His books include the widely used graduate text **Types and Programming
Languages**. He is also the lead designer of the popular **Unison** file
synchronizer.

## Tutorial 2

### Approximate Computation and Implicit Regularization for Very Large-scale Data Analysis

Michael Mahoney (Stanford University)

### Abstract

Database theory and database practice are typically done by computer scientists who adopt what may be termed an algorithmic perspective on their data. This perspective is very different than the perspective adopted by statisticians, scientific computers, machine learners, and other who work on what may be broadly termed statistical data analysis. I will address fundamental aspects of this algorithmic-statistical disconnect, with an eye to bridging the gap between these two very different approaches. A concept that lies at the heart of this disconnect is that of statistical regularization, a notion that has to do with how robust is the output of an algorithm to the noise properties of the input data.
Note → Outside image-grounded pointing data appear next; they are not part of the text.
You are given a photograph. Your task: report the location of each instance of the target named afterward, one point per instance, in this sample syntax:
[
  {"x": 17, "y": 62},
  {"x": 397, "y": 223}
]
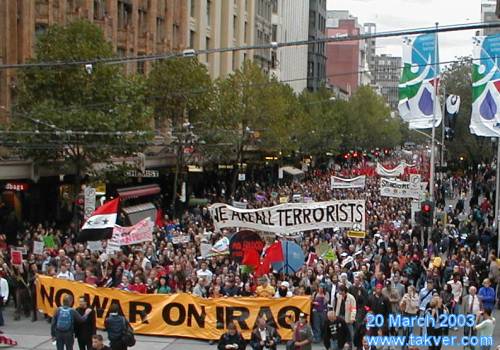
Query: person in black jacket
[
  {"x": 85, "y": 330},
  {"x": 115, "y": 326},
  {"x": 232, "y": 340},
  {"x": 264, "y": 336},
  {"x": 335, "y": 333}
]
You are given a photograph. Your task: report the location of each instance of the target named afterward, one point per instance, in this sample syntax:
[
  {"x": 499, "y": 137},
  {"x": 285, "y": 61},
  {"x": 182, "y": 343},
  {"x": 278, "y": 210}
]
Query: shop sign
[{"x": 16, "y": 186}]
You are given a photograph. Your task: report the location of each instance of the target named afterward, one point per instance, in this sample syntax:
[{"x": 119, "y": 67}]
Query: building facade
[
  {"x": 386, "y": 76},
  {"x": 488, "y": 14},
  {"x": 316, "y": 60},
  {"x": 290, "y": 22},
  {"x": 221, "y": 24},
  {"x": 134, "y": 27}
]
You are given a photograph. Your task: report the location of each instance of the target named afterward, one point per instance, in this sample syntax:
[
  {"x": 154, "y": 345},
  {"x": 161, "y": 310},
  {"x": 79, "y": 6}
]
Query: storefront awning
[
  {"x": 138, "y": 191},
  {"x": 292, "y": 171}
]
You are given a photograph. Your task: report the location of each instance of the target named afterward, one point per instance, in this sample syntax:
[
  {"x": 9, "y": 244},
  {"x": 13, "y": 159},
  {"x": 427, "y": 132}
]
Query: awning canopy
[
  {"x": 292, "y": 170},
  {"x": 138, "y": 191}
]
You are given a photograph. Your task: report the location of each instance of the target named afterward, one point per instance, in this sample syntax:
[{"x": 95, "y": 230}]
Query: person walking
[
  {"x": 4, "y": 296},
  {"x": 63, "y": 324},
  {"x": 302, "y": 335},
  {"x": 85, "y": 330},
  {"x": 116, "y": 325}
]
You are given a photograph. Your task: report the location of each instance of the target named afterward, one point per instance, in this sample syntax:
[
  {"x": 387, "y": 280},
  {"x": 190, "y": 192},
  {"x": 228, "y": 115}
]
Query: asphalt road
[{"x": 36, "y": 335}]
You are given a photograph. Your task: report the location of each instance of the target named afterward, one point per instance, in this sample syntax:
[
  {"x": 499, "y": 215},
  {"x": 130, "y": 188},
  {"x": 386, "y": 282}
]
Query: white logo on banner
[{"x": 288, "y": 218}]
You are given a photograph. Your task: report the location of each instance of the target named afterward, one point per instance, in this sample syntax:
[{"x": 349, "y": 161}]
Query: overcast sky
[{"x": 408, "y": 14}]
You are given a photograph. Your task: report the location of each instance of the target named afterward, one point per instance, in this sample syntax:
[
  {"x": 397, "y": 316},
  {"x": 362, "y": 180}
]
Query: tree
[
  {"x": 249, "y": 109},
  {"x": 73, "y": 116},
  {"x": 368, "y": 122},
  {"x": 180, "y": 92},
  {"x": 458, "y": 81}
]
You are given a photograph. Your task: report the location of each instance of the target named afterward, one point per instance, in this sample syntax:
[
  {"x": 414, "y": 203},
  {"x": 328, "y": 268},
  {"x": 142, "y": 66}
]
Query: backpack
[
  {"x": 128, "y": 334},
  {"x": 64, "y": 319}
]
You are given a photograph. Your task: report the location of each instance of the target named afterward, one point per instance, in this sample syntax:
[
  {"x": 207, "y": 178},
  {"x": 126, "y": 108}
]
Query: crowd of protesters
[{"x": 398, "y": 268}]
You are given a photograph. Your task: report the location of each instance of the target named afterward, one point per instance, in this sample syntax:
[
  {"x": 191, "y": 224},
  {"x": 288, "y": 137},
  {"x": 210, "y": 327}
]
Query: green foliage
[
  {"x": 55, "y": 102},
  {"x": 457, "y": 80},
  {"x": 179, "y": 89}
]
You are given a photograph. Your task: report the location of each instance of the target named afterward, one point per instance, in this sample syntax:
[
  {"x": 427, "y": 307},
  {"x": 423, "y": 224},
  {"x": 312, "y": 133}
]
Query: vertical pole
[
  {"x": 442, "y": 131},
  {"x": 431, "y": 181},
  {"x": 497, "y": 197}
]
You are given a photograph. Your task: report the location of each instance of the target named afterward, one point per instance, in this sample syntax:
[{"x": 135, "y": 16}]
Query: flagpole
[
  {"x": 432, "y": 170},
  {"x": 497, "y": 197}
]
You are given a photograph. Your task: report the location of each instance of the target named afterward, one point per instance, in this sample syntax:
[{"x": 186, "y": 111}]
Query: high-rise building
[
  {"x": 386, "y": 76},
  {"x": 134, "y": 27},
  {"x": 222, "y": 24},
  {"x": 263, "y": 32},
  {"x": 316, "y": 62},
  {"x": 488, "y": 14},
  {"x": 290, "y": 22},
  {"x": 347, "y": 64}
]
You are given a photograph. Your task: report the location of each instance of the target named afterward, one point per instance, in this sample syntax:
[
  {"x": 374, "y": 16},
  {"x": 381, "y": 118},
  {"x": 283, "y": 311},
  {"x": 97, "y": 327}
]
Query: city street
[{"x": 36, "y": 335}]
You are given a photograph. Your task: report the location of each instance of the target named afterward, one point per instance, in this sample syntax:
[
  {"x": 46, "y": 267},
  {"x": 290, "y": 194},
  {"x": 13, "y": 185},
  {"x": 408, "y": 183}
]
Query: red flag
[
  {"x": 251, "y": 258},
  {"x": 273, "y": 254},
  {"x": 160, "y": 218}
]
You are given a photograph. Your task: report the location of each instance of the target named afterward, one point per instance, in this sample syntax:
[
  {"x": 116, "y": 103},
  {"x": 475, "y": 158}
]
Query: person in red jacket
[{"x": 138, "y": 286}]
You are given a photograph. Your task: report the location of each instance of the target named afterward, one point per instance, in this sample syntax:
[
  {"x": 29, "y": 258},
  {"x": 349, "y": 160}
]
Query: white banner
[
  {"x": 88, "y": 202},
  {"x": 397, "y": 171},
  {"x": 289, "y": 218},
  {"x": 138, "y": 233},
  {"x": 400, "y": 189},
  {"x": 340, "y": 182}
]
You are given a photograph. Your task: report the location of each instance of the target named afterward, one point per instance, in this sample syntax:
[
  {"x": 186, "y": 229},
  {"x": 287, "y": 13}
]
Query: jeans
[
  {"x": 318, "y": 323},
  {"x": 65, "y": 339}
]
Although it is nearly completely absent from computer science, which historically has taken the input data as given and modeled algorithms discretely, regularization in one form or another is central to nearly every application domain that applies algorithms to noisy data. By using several case studies, I will illustrate, both theoretically and empirically, the nonobvious fact that approximate computation, in and of itself, can implicitly lead to statistical regularization. This and other recent work suggests that, by exploiting in a more principled way the statistical properties implicit in worst-case algorithms, one can in many cases satisfy the bicriteria of having algorithms that are scalable to very large-scale databases and that also have good inferential or predictive properties.

### Bio

**Michael Mahoney** is at Stanford University. His
research interests center around algorithms for very large-scale
statistical data analysis, including both theoretical and applied
aspects of problems in scientific and Internet domains. His current
research interests include geometric network analysis; developing
approximate computation and regularization methods for large
informatics graphs; applications to community detection, clustering,
and information dynamics in large social and information networks; and
the theory of randomized matrix algorithms and its application to
genetics, medical imaging, and Internet problems. He has been a
faculty member at Yale University and a researcher at Yahoo, and his
PhD was is computational statistical mechanics at Yale University.